Ampla coleção de prataria, particularmente barroca - Instagram: @luxuryportugal


O projeto museológico do espaço é assinado pelo arquiteto João Carlos Santos da DGPC; o layout da exposição é da responsabilidade da Providência Design e a execução das obras da Associação Turismo de Lisboa (ATL), por incumbência da Câmara Municipal de Lisboa; o Palácio Nacional da Ajuda fica encarregado da gestão científica e histórica; a gestão operacional é da ATL.

Ao entrarmos no lobby, nas arcadas da ala poente, a depuração e o branco dos revestimentos chega a ferir os olhos, captando para si toda a luz branca característica de Lisboa. No interior, sente-se o peso da sombra para fazer vibrar os tesouros, começando pela própria caixa-forte toda ela dourada, que surge como isolada, à imagem dum coração do edifício, e como que a flutuar.

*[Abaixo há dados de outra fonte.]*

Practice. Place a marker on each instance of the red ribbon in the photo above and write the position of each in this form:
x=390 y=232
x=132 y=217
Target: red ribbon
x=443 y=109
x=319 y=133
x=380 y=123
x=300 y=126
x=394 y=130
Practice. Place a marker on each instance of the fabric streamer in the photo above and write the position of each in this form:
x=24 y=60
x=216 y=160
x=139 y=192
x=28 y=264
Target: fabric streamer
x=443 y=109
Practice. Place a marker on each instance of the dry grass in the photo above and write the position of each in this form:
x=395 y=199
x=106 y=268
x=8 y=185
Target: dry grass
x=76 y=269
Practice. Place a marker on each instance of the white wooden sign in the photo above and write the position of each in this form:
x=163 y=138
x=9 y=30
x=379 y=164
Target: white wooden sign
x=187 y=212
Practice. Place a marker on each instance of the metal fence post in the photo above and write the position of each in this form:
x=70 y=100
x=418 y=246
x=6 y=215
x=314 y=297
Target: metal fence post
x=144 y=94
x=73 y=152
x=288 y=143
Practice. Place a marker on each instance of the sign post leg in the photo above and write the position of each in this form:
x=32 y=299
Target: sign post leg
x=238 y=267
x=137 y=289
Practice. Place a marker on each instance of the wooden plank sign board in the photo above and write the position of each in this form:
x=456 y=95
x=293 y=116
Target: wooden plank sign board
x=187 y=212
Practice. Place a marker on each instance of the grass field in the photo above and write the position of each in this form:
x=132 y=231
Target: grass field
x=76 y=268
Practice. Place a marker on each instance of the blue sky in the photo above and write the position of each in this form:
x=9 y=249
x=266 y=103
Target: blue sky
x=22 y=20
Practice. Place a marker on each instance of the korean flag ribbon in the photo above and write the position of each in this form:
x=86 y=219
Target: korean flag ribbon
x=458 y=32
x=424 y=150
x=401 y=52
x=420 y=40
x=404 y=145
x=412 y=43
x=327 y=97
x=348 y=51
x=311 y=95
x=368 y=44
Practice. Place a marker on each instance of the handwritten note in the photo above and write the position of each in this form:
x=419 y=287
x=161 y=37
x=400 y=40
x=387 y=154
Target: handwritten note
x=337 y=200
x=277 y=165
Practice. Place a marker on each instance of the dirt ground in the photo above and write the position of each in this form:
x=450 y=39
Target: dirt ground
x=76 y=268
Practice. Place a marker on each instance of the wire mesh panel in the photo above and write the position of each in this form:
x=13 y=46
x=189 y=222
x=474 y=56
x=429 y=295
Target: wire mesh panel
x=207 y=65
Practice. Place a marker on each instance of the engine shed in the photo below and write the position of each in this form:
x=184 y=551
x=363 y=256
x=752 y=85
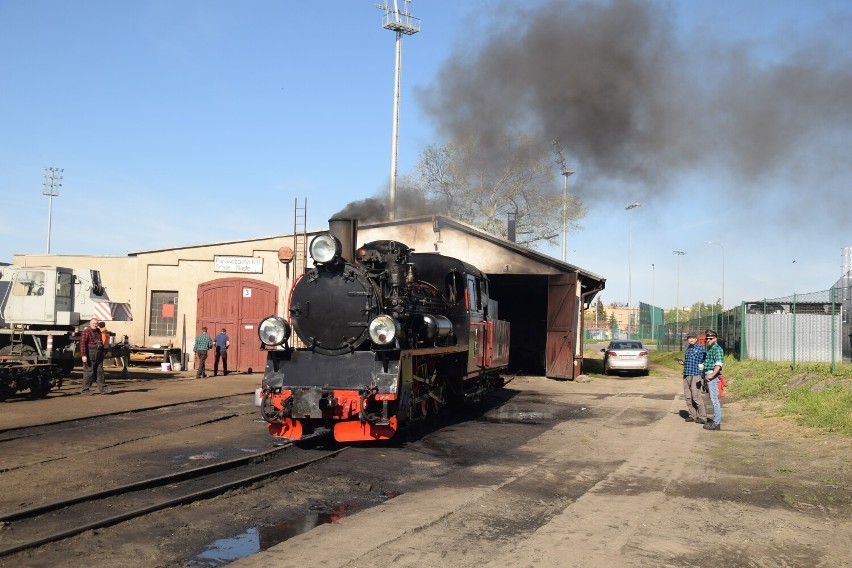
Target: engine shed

O protocolo obriga a passar por um detetor de metais, uma máquina de raio-x e uma porta giratória de identificação corporal, entre outros sofisticados equipamentos de segurança e videovigilância. Não obstante, todas as peças estão protegidas em vitrinas com controlo de temperatura e humidade, sendo os vidros à prova de bala como frisamos anteriormente.

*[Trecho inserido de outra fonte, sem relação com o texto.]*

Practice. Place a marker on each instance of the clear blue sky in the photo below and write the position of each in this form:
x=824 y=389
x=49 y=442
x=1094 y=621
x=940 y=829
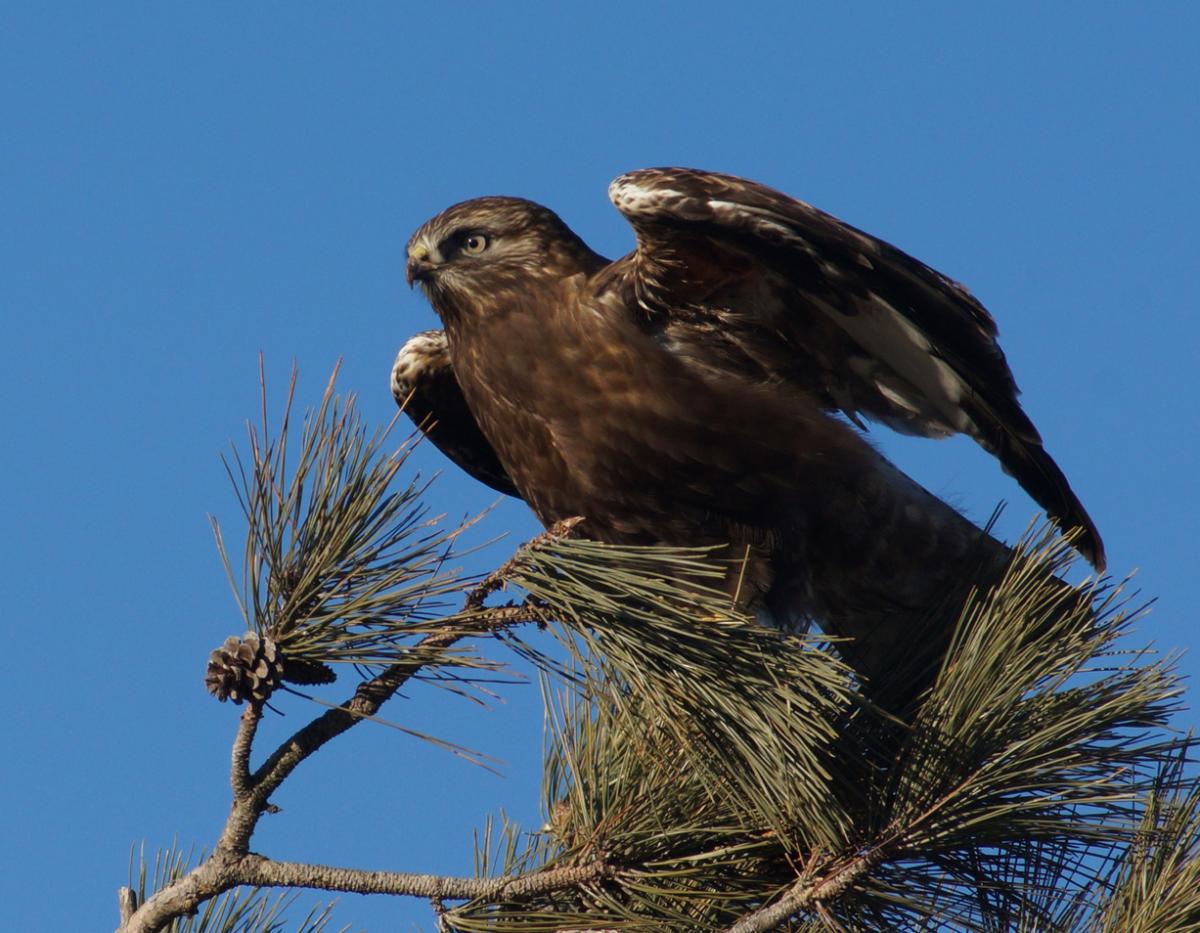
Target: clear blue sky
x=183 y=186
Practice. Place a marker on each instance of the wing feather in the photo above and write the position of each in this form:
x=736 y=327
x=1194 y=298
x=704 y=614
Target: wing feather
x=741 y=277
x=425 y=386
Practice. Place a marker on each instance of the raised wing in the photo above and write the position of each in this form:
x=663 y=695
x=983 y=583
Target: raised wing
x=424 y=385
x=736 y=276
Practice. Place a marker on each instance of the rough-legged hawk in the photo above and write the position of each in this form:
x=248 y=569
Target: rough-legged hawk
x=689 y=392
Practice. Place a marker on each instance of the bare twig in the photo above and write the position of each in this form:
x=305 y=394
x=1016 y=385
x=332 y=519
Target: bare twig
x=232 y=864
x=809 y=891
x=239 y=769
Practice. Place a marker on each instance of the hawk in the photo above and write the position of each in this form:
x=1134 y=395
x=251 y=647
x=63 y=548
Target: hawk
x=711 y=389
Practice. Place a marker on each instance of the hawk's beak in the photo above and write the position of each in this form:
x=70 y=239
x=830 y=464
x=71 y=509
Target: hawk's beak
x=420 y=264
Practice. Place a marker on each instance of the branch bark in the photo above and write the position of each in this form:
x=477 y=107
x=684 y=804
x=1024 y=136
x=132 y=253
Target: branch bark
x=232 y=864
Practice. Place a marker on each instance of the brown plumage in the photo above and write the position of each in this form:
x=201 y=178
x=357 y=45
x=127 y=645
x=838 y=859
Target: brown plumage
x=687 y=393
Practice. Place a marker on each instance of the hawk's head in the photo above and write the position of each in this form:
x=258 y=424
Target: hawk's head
x=480 y=253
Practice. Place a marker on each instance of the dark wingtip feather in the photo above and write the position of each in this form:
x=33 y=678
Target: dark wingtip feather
x=1047 y=485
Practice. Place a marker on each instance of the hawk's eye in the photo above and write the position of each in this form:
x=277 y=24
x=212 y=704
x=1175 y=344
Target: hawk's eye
x=474 y=244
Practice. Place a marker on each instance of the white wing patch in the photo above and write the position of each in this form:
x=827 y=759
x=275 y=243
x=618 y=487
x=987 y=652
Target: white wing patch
x=891 y=337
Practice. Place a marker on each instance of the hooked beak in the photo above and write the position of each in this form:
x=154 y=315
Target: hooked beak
x=420 y=264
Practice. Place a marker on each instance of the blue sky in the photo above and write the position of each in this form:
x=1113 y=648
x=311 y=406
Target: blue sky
x=185 y=186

Coroa Real de Portugal encimada por retrato do rei D. João VI, entre outras pinturas, joias e objetos pessoais da descendência - Instagram: @luxuryportugal


Esta extensa coleção de pompa, poder e luxo, que o Museu do Tesouro Real considera ser “uma das mais importantes coleções mundiais”, tanto pela sua dimensão, raridade e qualidade, destaca coroas, ceptros, tronos, e outras preciosidades de exceção integradas no aparato que se exigia nos salões reais.

A História reconta-se assim através de algumas das peças que foram levadas para o Brasil por D. João VI e retornaram; ou de outras que se perderam por espólios estrangeiros, mormente por casamento de princesas portuguesas (e outras questões), mas acabaram por ser encontradas; e ainda daquelas que foram mesmo roubadas e recuperadas.

O primeiro núcleo focado no ouro e diamantes do Brasil, como seja o período barroco do rei D. João V, distingue amostras de metais e gemas em bruto que evidenciam este período farto de importante monopólio da coroa na extração dos mesmos. As grandes jazidas de ouro e de diamantes no Brasil forneciam a matéria-prima a uma Corte que a transformava em símbolo de poder e dignidade, opulência e ostentação. As joias passaram a ser afetivas, muito mais do que decorativas, e as encomendas sucediam-se

Já o espólio numismático da coleção é composto por dotes régios, dádivas, heranças e gestos diplomáticos consagrados em moedas e medalhas, que eram usadas como instrumentos de prestígio e poder. No núcleo singular de joias, encontram-se igualmente as ordens honoríficas, insígnias régias e outros objetos. 


Edifício contemporâneo, que se sobrepõe às existências da fachada neoclássica inacabada do Palácio Nacional da Ajuda - Instagram: @camara_municipal_lisboa


A prataria de aparato conta também com um núcleo próprio, onde se encontram as coleções particulares do rei D. Fernando II e do filho, D. Luís I, ávidos colecionadores, bem como uma secção dedicada às ofertas diplomáticas e cerimónias religiosas.

De destacar a famosa Baixela Germain, também com direito a um núcleo particular, encomendada em 1756, pelo rei D. José I, ao ourives da realeza francesa, François-Thomas Germain (também marchant de joias), em Paris, o qual desenhou e executou um serviço de mesa à la française constituído por mais de mil peças em prata fundida, repuxada, gravada e cinzelada.

Por fim, o tesouro real que acompanhou desde sempre a família real, constituído por joias, têxteis, serviços de mesa, peças de arte, etc., e que atravessou o Atlântico em 1807, aquando das invasões francesas, por fuga do rei D. João VI, da sua Corte, artistas e artífices, acabou por regressar também com o mesmo rei em 1821, como consequência da Revolução do Porto, embarcando uma parte significativa para Londres sem jamais tornar a Lisboa.

Isto, sem esquecer as tantas peças que se foram perdendo por terras de França e Itália, entre outras, confundindo-se os brasões portugueses com os locais e lesando o nosso tesouro, tornando-o irrecuperável no todo.